Without visiting an experienced dentist it’s impossible to know if you actually need root canal therapy. However, the American Academy of Endodontics states that these symptoms might indicate that you need root canal therapy:

Acute pain while chewing and biting

Pimples on the gum tissue

A cracked or chipped tooth

Sensitivity to hot or cold, even after the substance has been removed

Swollen or tender gums

Deep decay or darkening of the gums

The Root Canal Therapy Procedure

Endodontic therapy is completed in three simple steps: cleaning the root canal, filling it, and adding a crown or filling. Treatment can take one, two, or up to three appointments.

1. Cleaning the root canal

Using very small instruments, the dentist makes a small access point in the tooth’s crown to remove the diseased and dead pulp from the pulp chamber and root canals. Then, the dentist shapes the space for the filling.

2. Filling the root canal

Next, the dentist uses gutta-percha, a biocompatible material, to fill the root canals. To ensure the pulp chamber is completely sealed, a strong dental adhesive is used.

3. Adding a crown or filling

Finally, the dentist will place a temporary crown or filling over the tooth while the patient’s permanent restoration is being made. In the next week or so, the patient will return to the office to have the permanent crown placed.

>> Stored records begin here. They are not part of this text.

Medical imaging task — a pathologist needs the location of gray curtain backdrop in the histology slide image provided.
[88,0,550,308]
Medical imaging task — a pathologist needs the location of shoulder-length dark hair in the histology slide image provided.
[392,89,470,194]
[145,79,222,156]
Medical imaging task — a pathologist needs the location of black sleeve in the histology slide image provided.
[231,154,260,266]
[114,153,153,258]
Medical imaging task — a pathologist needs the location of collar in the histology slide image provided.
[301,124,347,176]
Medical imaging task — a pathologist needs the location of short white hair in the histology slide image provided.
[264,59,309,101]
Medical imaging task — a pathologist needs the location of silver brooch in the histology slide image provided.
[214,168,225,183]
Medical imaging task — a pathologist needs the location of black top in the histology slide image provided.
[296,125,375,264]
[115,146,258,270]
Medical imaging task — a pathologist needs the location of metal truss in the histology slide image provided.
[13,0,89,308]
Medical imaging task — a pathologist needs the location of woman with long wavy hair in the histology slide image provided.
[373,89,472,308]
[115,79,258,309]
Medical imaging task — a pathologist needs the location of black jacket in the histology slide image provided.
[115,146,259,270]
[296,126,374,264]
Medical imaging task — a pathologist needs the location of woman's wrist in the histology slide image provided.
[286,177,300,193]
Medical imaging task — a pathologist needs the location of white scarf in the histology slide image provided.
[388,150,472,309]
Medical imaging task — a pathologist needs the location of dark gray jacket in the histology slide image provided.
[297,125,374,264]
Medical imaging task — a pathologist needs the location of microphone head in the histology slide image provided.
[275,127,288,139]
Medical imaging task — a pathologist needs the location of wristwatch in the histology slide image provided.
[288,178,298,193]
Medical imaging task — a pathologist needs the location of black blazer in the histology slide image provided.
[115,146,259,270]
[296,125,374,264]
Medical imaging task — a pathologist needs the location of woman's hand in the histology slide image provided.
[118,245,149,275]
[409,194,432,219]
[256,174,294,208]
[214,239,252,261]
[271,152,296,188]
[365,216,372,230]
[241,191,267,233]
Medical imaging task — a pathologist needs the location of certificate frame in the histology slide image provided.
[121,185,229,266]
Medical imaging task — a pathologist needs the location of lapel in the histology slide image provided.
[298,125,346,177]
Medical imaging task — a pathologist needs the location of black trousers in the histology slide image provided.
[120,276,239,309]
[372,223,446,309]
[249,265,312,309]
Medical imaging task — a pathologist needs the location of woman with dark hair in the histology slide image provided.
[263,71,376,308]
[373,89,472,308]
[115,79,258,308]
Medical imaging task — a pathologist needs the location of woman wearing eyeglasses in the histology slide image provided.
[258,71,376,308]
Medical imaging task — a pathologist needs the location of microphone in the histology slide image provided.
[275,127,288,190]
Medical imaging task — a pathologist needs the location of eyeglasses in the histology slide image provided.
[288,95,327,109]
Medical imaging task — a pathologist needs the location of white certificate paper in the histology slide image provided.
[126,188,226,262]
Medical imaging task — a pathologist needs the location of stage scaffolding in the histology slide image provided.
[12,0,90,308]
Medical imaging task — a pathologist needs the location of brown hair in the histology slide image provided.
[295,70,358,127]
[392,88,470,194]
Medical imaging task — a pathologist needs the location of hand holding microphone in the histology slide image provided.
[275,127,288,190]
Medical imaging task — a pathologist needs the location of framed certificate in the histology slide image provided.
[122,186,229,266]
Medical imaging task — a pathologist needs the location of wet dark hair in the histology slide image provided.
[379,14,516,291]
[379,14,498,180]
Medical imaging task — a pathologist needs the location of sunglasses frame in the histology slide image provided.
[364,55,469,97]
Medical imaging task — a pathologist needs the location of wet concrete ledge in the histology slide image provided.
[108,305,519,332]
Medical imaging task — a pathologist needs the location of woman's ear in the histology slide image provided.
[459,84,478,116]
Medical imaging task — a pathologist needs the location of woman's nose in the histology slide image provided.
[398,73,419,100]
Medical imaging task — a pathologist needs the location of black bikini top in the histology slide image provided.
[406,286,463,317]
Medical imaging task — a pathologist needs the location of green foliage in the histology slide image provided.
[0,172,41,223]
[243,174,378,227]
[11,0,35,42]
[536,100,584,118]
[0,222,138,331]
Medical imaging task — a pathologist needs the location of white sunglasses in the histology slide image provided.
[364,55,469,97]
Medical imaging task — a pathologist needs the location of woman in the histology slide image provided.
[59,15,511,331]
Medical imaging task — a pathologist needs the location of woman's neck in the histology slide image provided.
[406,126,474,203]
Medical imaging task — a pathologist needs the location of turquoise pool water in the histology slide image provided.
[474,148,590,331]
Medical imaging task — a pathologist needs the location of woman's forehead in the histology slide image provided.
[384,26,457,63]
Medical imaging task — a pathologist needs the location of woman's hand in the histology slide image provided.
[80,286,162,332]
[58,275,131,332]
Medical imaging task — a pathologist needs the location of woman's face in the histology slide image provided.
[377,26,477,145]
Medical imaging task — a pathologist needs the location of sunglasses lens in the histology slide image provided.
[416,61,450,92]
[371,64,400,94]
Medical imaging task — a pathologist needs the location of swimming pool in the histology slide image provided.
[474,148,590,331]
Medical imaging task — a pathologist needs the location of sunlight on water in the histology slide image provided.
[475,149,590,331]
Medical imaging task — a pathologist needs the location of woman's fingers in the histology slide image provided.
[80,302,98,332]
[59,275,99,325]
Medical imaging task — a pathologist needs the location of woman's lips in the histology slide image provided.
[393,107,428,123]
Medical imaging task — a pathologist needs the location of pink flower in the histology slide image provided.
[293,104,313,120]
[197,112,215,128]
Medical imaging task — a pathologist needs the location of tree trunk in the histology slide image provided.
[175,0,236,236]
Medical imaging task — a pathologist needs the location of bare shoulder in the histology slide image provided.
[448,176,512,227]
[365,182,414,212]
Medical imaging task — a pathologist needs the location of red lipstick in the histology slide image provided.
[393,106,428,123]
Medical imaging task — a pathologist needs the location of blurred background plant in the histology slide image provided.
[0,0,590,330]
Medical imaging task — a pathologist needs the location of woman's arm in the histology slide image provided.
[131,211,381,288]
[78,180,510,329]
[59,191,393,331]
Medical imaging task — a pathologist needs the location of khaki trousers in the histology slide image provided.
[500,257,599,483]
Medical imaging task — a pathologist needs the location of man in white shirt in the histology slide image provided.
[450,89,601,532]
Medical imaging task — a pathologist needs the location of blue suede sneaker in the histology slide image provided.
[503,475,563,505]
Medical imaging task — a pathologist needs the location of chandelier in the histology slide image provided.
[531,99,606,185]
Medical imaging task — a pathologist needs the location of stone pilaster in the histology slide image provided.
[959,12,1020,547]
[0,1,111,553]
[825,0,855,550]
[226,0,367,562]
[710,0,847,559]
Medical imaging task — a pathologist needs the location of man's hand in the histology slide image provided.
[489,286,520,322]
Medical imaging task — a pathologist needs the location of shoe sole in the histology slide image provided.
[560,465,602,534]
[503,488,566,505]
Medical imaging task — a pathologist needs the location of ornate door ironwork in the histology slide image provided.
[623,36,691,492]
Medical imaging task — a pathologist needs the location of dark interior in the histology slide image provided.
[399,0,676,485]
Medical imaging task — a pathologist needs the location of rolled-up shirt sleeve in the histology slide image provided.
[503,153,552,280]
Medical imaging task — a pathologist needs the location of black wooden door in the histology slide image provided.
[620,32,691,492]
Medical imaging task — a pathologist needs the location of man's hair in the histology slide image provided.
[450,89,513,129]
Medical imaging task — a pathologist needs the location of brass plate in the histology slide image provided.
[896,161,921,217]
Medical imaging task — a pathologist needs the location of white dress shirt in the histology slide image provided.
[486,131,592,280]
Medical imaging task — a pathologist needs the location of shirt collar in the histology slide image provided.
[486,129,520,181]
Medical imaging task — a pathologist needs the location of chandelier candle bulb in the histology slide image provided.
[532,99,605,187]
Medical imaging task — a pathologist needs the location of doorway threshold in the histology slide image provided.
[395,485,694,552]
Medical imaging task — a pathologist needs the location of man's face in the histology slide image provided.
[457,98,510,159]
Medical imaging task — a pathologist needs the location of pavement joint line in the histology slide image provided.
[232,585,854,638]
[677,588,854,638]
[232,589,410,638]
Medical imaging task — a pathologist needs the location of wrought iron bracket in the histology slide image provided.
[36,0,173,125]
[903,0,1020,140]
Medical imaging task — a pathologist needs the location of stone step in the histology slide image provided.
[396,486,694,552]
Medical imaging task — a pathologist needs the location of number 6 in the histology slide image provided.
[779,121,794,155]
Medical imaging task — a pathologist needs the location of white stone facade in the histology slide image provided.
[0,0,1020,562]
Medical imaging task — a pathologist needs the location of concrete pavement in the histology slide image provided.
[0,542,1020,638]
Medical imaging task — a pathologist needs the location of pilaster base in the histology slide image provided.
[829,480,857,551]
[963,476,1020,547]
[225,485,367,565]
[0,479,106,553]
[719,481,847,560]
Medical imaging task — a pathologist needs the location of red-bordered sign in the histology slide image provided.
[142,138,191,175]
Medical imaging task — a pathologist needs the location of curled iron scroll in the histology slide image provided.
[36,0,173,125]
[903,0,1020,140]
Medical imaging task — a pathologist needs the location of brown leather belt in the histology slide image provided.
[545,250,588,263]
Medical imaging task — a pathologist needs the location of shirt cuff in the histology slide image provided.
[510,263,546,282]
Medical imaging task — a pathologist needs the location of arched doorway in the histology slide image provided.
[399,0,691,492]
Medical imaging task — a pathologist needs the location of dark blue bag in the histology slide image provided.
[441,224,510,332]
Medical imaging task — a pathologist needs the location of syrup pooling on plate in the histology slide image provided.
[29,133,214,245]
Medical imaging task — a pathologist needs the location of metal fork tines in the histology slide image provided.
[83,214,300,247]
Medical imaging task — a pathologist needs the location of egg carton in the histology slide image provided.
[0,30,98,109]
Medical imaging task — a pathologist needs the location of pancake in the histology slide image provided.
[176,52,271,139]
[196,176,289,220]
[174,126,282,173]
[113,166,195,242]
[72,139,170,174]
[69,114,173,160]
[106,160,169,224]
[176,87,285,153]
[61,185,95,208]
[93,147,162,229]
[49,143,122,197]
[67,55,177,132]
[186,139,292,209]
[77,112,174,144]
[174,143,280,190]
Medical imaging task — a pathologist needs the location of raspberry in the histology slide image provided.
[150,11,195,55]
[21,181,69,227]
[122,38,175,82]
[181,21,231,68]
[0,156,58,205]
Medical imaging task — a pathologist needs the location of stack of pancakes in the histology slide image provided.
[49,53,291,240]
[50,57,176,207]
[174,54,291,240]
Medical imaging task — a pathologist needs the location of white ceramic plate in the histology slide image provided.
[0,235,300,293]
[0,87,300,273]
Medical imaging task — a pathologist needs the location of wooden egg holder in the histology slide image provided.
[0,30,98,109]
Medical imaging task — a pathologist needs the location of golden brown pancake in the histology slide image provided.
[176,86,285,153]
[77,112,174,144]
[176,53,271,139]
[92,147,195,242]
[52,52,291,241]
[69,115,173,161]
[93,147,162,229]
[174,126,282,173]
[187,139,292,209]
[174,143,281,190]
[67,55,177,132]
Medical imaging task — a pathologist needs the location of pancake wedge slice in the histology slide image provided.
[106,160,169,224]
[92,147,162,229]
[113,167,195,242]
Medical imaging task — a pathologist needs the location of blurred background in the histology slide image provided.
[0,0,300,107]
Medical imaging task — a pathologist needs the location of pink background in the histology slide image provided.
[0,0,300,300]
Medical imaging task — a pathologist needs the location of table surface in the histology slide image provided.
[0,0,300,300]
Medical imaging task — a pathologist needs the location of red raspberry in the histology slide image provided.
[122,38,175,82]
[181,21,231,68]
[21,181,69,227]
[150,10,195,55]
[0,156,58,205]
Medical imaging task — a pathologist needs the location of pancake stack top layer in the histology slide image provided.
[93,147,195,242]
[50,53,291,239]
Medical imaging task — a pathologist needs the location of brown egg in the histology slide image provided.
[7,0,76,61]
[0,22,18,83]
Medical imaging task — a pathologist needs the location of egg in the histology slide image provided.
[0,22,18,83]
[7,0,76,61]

Care and Expectations Post Treatment

Following treatment, dentists send their patients home with specific care instructions to manage pain and keep the tooth from damage. Some of these root canal therapy post-operative instructions include:

Wait until the numbness wears off before eating

Do not bite or chew with the treated tooth

Eat soft foods until you are comfortable with tougher foods

Brush and floss as normal, but be gentle with the root canaled tooth

Take over-the-counter pain medication when needed

It is normal to feel some pain and discomfort after endodontic treatment. Mild sensitivity and swelling or inflammation are also common in the first couple of days. These symptoms should respond well to over-the-counter pain medications.

However, the following symptoms should be reported to our team immediately:

Visible swelling inside or outside the mouth

Severe pain or pressure that lasts more than a few days

An uneven bite

An allergic reaction to medication

A loose or broken crown or filling

The return of symptoms experienced immediately following treatment

Endodontic Therapy vs Extraction

When possible, it’s best to preserve the natural tooth. Our teeth help us chew and speak properly, help us maintain our facial features and a strong jawbone, and keep other teeth from shifting. This is why many dentists will recommend root canal therapy over an extraction.

Unfortunately, not all teeth can be saved. A severely decayed tooth will likely need to be extracted. Our dental team will provide you with various methods of replacing the tooth, including dental implants.